El propietario de este apartamento de 80 metros cuadrados, ubicado en Sydney, Australia, encargó al estudio local Amber Road su completa renovación antes de usarlo como parada intermitente en medio de los viajes y una ajetreada vida social. El encargo fue transformar el ”Apartamento 1906”, ubicado frente al puerto de la ciudad, en un espacio versátil donde poder alojar fácilmente a amigos visitantes del extranjero, tener grandes reuniones o cenas más íntimas. También quería que las habitaciones exhibieran su creciente colección de obras de arte.

“En lugar de, como suele ser el caso, concentrarnos únicamente en las espectaculares vistas hacia el exterior, rápidamente determinamos que la experiencia interior sería igualmente rica y en capas. Este enfoque determinó la importancia de maximizar la capacidad de almacenamiento y la multifuncionalidad de cada elemento del apartamento”, dijo Amber Road en un comunicado.

La carpintería voluminosa que anteriormente ocultaba parte del sistema de tuberías del apartamento se retira para abrir la entrada. Ahora están expuestos tres tubos de metal, uno de los cuales está envuelto en cordones de cuero para que parezca más un elemento decorativo.

Mientras que la mayoría de las superficies de concreto existentes permanecen en su estado original, otras están pintadas de color gris pálido o azul marino y terrazo de color pizarra cubre las superficies del baño principal.

Los colores más cálidos se encuentran en la cocina, que tiene un salpicadero de mármol ocre y persianas de color ciruela en las ventanas. El bloque principal de gabinetes está teñido de negro. Su forma curvada permite una mesa lateral en el dormitorio, que se encuentra en el otro lado de la pared.

En la sala de estar, una unidad de almacenamiento de altura completa está integrada en la pared trasera mientras un panel central se puede tirar hacia abajo para revelar una cama plegable para los huéspedes que pasan la noche.

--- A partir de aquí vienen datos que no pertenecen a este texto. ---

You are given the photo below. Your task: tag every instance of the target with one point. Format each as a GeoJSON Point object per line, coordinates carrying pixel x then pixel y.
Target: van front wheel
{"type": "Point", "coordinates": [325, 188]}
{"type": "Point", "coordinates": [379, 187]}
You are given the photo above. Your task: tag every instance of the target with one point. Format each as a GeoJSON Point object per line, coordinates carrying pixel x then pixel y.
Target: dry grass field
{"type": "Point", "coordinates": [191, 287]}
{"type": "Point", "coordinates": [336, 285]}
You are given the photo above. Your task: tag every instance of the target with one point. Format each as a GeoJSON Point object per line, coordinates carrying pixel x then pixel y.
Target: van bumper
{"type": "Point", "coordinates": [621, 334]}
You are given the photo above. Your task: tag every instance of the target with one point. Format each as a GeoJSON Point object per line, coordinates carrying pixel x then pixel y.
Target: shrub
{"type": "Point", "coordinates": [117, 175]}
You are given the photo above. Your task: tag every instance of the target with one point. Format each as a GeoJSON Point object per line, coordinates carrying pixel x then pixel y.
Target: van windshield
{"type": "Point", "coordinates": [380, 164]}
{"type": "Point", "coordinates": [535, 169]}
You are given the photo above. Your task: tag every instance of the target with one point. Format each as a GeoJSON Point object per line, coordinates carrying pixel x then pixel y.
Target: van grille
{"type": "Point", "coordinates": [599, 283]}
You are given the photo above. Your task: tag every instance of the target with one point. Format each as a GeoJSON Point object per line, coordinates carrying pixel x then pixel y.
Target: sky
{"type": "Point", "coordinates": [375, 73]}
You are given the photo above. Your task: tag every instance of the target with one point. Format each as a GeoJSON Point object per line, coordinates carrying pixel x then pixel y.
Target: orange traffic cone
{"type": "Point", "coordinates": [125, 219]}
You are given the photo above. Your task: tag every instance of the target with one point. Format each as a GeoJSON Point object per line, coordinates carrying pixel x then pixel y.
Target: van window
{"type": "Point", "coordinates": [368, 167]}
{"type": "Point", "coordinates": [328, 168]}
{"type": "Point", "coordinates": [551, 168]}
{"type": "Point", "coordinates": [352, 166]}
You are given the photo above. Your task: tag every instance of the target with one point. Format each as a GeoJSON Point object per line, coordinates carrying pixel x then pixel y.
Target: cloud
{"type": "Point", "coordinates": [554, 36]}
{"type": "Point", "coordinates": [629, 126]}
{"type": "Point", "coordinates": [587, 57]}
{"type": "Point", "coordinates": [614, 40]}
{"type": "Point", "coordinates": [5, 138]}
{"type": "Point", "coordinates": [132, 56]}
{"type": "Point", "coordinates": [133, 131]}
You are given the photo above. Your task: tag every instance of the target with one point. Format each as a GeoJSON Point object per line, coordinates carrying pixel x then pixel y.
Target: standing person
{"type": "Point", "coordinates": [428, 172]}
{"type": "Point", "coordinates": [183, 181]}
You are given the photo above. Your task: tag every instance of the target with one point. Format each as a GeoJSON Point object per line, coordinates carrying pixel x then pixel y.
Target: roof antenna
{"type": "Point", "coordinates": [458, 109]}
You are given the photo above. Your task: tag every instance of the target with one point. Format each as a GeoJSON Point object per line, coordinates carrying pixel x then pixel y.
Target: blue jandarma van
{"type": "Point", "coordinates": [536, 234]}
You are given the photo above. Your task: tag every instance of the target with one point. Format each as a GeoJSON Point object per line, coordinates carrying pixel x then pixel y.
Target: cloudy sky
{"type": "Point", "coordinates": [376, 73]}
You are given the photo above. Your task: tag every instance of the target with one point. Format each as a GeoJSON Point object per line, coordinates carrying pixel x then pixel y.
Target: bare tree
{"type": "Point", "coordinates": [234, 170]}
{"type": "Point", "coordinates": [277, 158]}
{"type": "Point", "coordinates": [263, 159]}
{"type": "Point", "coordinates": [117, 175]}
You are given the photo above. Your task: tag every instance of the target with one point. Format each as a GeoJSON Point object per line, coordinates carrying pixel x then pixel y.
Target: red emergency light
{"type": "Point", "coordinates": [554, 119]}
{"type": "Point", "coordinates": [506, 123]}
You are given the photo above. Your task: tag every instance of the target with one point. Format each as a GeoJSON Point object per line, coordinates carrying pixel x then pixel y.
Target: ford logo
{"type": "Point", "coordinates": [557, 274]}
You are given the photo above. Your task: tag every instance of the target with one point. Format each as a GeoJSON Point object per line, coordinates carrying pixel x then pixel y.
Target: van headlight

Ahí, la privacidad es proporcionada por una pantalla de listones de madera, que se puede dibujar para ocultar la sala del comedor adyacente.

Una lámpara colgante horizontal hecha de tela vintage se suspende desde el centro del techo. Se puede levantar sobre una polea para obtener una vista ininterrumpida de una pintura que se ha colgado directamente detrás.